Sometimes when people hear that I run or go to the gym, they reply, “Oh that’s how you stay so skinny.” I tell them that this really isn’t the case. I was skinny long before I started running. In fact, for much of my life, I never worked out or considered myself to be physically fit. I hate that people will even state, “You don’t have to work out.” I hate that to some people working out can only be done to lose weight. I hate that people jump to conclusions without hearing the whole story. Why does going to the gym or running have to equal calorie or weight loss? Why can’t people who are underweight or overweight work out for the sole purpose of feeling better about themselves and staying fit? I run because I want to be more physically fit, and I want to feel strong and confident in myself–not because I’m looking to lose weight.





Tell me: Can you relate at all to my experiences? How do you deal with judgmental comments from people? Why do you work out?




8 Comments leave one →
  1. Connie permalink
    01/17/2012 8:07 am

    As you know Amanda, I am not skinny. And I spent the better part of my youth striving to get the svelte figure of a fashion model. It was only until a few years ago that I realized I never would be a fashion model—I am just not built that way. I am a curvy girl—not fat, as I used to think. Nature gave me hips and breasts and there is no reason to apologize for them. I will never fit into a size 6, let alone anything smaller, but it has nothing to do with lack of exercise or eating junk food. It’s just me.

    I think we, as a society, have become conditioned to assume that if a woman has a less-than-perfect shape, she must have something wrong with her. If she’s thin, she must have an eating disorder. If she has meat on her bones she must be filled with self-loathing to let herself go like that. It is hurtful and very damaging. Like I said, I wasted a lot of time feeling badly about myself over something that I had no real control over.
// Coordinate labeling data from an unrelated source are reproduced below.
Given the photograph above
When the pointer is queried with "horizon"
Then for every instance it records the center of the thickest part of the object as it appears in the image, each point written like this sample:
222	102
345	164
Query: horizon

    I think that self-acceptance and self-love is the only way to effectively ignore those hurtful comments. I was 46 when I finally reached self-acceptance.We were vacationing in Cancun and, as usual, I was sitting on the beach wrapped in a coverup and towel, embarrassed by my less than perfect body. Suddenly six women came walking by—all in bikinis, three of them topless—and they were all over 65! Their bodies were aged, but they didn’t care. they were comfortable with who they were. Looking around I waited for a reaction that didn’t come. No one made any comments, or giggled or even seemed to notice. So if no one else seemed to care, why should I? I threw off the coverup and have been wearing bikinis (with tops:)) ever since. So I’m not perfect. I am happy in my own skin.

    Sorry to ramble like this, but my point is that we were all made certain ways. There is no need to apologize for it. Embrace the person you are. Your inner confidence will shine through and that is what people will see.

  2. 01/17/2012 10:00 am

    I dont personally have that problem, but there are people close to me who do. I have a friend that is so thin and is just naturally built like that, always has been and just doesnt have much muscle tone and she is constnalty working on trying to get some muscles (haha) but people always comment to her how “shes so skinny” blah blah. and I know she gets irritated with it and I feel bad!

  3. 01/17/2012 10:23 am

    I don’t face these issues often, but I definitely have at one point or another. I don’t think people realize what they’re saying, even though that’s not an excuse. I’d say, don’t let people define you. When you get comments like that, just know that you’re healthy, fit, and strong and shake it off.

  4. 01/17/2012 1:08 pm

    Hm- this is kind of enlightening! I am guilty of being on the other end of your conversations…and to be honest, it’s usually out of pure jealousy! Ya know…that whole ‘must be nice’ thing. But you’re right. People should be able to get their run on just because they feel like it. I know and understand first hand that running or exercise in general just makes life a little better. Whether its to lose weight, gain weight or whatever!